The library was able to check out books and other media for patrons last week, despite the issue with the town’s server.
However, MacStay and Town Clerk Linda Guyette said the largest impact of the outage was on Peterborough residents renewing their vehicle registrations. MacStay and Guyette indicated this electrical failure, which lasted all week, couldn’t have happened at a worst time of the month. Anyone who had to complete this registration by July 31, just after town first lost its Internet and phone services, and through the beginning of August, couldn’t finish their whole registration in Peterborough. Instead, they filed the local section of their paperwork in Peterborough. They were then referred to the State’s Department of Motor Vehicle offices in Keene and Milford to finalize the rest of their application. Guyette said Jaffrey’s Town Clerk’s Office also registered Peterborough residents last week. Peterborough residents also couldn’t pay water and other bills, according to Guyette.
By Monday morning, MacStay said the Town Office’s IT department had restored “big chunks” of their computer and phone networks and they were just “working through some of the leftovers.” The only computers not fixed yet are those in the Town Clerk’s Office. Besides being tied to the town’s network, computers in the Town Clerk’s Office can also normally connect to any the other town clerk offices across New Hampshire.

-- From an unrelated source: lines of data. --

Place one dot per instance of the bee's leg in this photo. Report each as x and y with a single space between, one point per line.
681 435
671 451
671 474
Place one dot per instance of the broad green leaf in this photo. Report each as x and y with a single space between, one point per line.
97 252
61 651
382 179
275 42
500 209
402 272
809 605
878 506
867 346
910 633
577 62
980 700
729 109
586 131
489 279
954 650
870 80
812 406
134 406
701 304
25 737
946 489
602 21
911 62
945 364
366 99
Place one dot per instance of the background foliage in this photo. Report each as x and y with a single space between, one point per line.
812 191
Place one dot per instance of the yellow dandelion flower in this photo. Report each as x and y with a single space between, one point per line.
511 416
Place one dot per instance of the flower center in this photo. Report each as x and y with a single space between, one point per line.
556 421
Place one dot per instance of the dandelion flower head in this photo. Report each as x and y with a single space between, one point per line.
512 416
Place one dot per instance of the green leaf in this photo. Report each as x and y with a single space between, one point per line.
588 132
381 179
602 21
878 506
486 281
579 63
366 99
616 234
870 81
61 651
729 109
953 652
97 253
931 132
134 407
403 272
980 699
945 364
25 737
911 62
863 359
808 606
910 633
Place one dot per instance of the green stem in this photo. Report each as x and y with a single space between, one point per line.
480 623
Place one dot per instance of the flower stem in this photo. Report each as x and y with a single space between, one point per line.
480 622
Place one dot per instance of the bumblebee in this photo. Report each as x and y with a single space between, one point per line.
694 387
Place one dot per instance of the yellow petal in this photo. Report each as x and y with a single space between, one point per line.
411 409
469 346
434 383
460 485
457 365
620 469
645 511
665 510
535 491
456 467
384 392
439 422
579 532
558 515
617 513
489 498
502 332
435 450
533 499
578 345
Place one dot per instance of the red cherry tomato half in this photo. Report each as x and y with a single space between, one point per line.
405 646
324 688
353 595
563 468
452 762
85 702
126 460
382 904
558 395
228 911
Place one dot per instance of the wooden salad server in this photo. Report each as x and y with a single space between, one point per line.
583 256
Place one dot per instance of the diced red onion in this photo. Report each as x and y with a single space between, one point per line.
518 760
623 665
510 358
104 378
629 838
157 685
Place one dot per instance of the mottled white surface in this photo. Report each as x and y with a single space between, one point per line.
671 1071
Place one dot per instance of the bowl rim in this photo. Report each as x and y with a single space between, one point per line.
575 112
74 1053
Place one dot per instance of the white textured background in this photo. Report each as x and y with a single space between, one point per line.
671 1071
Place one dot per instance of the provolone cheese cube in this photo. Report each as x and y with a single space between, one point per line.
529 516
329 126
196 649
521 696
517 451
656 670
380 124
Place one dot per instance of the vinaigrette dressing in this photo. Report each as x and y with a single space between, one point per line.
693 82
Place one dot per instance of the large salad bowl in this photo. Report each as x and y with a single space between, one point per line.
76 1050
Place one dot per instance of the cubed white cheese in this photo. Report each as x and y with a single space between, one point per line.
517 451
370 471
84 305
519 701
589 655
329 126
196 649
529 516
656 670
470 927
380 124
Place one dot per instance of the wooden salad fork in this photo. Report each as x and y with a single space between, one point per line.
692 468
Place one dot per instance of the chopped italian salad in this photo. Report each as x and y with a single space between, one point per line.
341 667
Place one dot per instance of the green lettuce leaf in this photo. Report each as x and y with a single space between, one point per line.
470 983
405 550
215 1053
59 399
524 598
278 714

The IT staff, according to MacStay, believes thunderstorms around the time of the outage contributed to the power surge that knocked them offline, although she said they couldn’t “definitively” tie the storm to the electrical interruption. No one in the building was aware of lightning directly striking the Town House, where the server is housed, she said. Their was no smoke or fire near the server in the basement of the building, she said. Instead, the power surge was subtle, and might have flickered lights throughout the building. However, MacStay said the event was “enough to wreak havoc on their entire server room.”
The Town Office’s GIS/IT Director Fash Farashani said he was notified of the problem in the late afternoon on July 28. By 7 p.m. that evening, he said he found out their whole computer and phone network was down.
This left all the facilities connected with the server unable to access anything. MacStay said this was particularly problematic because all of the town’s documents, from letterheads and templates for forms to financial accounts, can only be accessed through their computer network that was offline last week. “Administratively speaking, our day-to-day services were pretty limited,” MacStay said.
She said they spent the first four days of last week without phone, Internet and access to their documents, trying to figure out what they could accomplish. To pay town employees, they hand wrote checks with a net amount of what they calculated the town owed them.
IT staff are still completing a network firewall, which is their network security system that prevents anyone from breaking into town files. When asked if anyone could have hacked in to their files all of last week, MacStay said they took all of their data offline. As far as they know, none of the town’s documents or emails have been lost.
On Wednesday, the Town Office will be debriefed by the IT department about the incident.
“It was a good opportunity to look at everything, particularly to see what worked and what didn’t,” MacStay said.